日専連仙台、31日解散 コロナ禍影響 組合員に資産還元

臨時総会後に会見し、解散の経緯などを説明する山口理事長

 協同組合日専連仙台(仙台市)は24日、仙台市内で臨時総会を開き、31日に組合を解散することを決めた。組合員の減少と活動の縮小に加え、景気の低迷や新型コロナウイルスの影響で厳しい状況にある組合員に、組合の資産を還元して役立ててもらうためという。中小商業者団体として地域経済発展に努めてきたが、約85年の歴史に幕を下ろすことになった。

 日専連仙台は1935年、仙台専門店会として発足。杜の都の初夏を彩る「仙台・青葉まつり」への山鉾(やまぼこ)の参加や、共同販促活動といった事業に取り組んできた。組合員はピークの86年に330店に達したが、現在は136店にとどまる。

 以前から退会の申し出が数件あり、大幅な出資金減資による還元案も検討したが、最終的に解散を決めた。5月末までに清算のための総会を開き、8月末をめどに資産を組合員に還元する。出資金(1口2000円)の5倍程度の還付金が見込まれるという。

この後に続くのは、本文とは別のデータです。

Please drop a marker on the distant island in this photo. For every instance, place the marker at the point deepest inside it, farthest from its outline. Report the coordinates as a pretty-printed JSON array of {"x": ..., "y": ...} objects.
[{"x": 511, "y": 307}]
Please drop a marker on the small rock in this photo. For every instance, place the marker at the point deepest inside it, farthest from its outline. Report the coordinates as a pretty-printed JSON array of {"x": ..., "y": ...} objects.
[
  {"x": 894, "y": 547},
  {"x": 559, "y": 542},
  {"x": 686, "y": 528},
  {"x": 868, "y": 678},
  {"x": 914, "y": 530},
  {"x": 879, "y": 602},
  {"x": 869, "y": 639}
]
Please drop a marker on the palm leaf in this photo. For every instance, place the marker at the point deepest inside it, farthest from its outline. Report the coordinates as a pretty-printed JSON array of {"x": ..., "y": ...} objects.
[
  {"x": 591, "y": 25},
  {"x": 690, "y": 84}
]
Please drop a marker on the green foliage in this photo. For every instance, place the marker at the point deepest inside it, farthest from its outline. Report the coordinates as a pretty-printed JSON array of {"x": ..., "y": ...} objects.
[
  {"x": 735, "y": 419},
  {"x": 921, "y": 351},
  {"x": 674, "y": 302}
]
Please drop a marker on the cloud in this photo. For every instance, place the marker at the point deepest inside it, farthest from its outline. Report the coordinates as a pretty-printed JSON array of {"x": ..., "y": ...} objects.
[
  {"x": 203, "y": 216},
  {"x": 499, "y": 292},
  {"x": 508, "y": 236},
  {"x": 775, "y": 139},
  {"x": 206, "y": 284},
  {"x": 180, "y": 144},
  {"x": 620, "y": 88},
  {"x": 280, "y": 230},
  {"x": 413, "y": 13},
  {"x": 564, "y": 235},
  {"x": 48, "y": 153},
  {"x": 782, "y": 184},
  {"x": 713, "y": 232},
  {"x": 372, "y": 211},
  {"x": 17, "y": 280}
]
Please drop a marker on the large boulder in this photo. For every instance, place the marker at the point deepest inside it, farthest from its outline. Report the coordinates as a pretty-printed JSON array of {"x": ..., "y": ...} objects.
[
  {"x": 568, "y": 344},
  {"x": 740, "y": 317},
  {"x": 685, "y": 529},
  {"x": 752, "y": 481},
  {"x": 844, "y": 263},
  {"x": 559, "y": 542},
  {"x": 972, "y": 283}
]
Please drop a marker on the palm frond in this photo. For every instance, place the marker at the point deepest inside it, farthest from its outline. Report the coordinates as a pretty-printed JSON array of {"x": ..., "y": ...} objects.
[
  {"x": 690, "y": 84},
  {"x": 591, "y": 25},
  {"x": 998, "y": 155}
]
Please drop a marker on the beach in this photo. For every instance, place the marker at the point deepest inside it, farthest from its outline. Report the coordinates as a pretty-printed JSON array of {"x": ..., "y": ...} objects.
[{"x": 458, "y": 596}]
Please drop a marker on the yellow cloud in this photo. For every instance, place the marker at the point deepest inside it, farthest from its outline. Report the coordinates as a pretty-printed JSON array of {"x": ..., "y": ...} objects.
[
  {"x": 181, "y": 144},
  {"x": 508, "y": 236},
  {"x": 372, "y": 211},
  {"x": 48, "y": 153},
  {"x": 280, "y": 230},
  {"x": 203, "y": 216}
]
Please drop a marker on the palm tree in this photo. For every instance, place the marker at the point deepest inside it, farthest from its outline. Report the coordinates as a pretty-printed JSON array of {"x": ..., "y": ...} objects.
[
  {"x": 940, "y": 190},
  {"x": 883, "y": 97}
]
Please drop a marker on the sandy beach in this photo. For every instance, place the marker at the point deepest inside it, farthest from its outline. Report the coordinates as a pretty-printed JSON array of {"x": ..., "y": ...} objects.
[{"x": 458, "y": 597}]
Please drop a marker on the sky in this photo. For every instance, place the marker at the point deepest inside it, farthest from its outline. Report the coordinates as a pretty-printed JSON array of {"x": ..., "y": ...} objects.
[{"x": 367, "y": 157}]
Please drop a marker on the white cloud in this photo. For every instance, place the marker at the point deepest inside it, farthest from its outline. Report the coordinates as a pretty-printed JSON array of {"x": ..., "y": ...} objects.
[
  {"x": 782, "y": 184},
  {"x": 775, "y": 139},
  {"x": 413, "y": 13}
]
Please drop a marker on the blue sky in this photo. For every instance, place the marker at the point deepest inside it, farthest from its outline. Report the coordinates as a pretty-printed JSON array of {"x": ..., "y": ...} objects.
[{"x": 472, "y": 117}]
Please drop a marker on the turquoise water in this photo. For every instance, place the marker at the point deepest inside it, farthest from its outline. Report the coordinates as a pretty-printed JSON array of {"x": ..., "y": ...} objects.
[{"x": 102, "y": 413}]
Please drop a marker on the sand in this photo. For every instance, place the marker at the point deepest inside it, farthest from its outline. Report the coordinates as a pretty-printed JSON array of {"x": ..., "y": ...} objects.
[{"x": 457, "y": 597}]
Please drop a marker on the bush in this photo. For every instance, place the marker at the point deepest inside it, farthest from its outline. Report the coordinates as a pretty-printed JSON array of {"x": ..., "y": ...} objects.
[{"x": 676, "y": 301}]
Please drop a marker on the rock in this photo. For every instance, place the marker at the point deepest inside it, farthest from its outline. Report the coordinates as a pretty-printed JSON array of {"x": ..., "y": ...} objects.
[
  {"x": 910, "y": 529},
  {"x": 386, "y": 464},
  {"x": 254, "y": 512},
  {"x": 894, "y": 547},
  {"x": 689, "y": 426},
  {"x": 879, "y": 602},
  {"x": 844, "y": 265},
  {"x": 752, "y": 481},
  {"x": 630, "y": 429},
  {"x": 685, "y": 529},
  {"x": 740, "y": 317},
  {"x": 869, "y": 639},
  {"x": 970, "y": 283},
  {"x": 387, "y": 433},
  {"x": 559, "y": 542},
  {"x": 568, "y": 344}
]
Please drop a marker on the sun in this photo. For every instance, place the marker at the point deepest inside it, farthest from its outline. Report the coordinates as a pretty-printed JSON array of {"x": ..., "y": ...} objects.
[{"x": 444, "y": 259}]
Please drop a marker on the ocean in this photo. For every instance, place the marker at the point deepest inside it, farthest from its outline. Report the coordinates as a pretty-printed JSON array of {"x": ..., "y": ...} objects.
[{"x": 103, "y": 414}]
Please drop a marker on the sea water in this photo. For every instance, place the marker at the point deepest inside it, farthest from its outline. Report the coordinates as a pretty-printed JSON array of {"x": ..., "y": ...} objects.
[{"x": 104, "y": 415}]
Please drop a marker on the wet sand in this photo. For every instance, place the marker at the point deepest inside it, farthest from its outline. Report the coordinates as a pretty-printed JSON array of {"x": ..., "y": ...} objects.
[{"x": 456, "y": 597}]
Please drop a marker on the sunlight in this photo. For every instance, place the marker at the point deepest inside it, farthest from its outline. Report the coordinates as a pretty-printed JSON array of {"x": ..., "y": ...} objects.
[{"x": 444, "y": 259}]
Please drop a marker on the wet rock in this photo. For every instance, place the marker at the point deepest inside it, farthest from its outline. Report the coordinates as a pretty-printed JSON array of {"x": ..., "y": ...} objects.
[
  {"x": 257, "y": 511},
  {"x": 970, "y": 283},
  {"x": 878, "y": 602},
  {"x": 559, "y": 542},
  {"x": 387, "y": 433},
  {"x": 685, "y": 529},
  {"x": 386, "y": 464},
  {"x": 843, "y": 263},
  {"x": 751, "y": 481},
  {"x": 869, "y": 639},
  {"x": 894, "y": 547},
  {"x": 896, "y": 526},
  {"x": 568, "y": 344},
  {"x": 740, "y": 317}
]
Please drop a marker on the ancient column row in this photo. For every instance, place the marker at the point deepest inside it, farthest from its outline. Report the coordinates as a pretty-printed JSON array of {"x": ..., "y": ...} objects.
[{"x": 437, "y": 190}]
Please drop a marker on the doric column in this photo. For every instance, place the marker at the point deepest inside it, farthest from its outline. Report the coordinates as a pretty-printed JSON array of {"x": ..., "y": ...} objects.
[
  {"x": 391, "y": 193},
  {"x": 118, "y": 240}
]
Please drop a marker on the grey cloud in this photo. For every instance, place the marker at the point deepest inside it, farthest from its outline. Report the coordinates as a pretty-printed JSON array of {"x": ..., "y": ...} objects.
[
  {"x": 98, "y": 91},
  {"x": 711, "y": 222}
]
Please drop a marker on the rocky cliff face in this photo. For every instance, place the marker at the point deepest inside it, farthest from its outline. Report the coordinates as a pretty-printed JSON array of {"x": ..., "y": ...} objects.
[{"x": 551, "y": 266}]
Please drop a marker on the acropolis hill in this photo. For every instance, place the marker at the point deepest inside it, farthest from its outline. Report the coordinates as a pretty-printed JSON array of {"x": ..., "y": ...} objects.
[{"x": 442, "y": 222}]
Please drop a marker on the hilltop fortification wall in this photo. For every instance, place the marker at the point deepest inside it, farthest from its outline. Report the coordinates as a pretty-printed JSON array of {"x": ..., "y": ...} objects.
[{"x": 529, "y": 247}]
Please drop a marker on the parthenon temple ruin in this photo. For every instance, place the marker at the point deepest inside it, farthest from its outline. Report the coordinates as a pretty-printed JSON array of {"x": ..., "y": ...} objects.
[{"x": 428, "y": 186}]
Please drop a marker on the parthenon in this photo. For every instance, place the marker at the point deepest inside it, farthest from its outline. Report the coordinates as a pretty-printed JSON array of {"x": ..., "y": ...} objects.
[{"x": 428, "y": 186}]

 記者会見した山口哲男理事長(自転車の山口屋社長)は「新型コロナなどで商業者は状況が良くない。組合への思いはまだまだあるが、組合員のことを考えて(解散を)選択した」と話した。

 日専連仙台が2000年にクレジット事業を譲渡した関連会社の日専連ライフサービス(仙台市)に影響はない。山鉾運行などは同社が引き継ぐ計画。今後、同社が中心となり任意団体としての「日専連仙台」をつくる構想もあるという。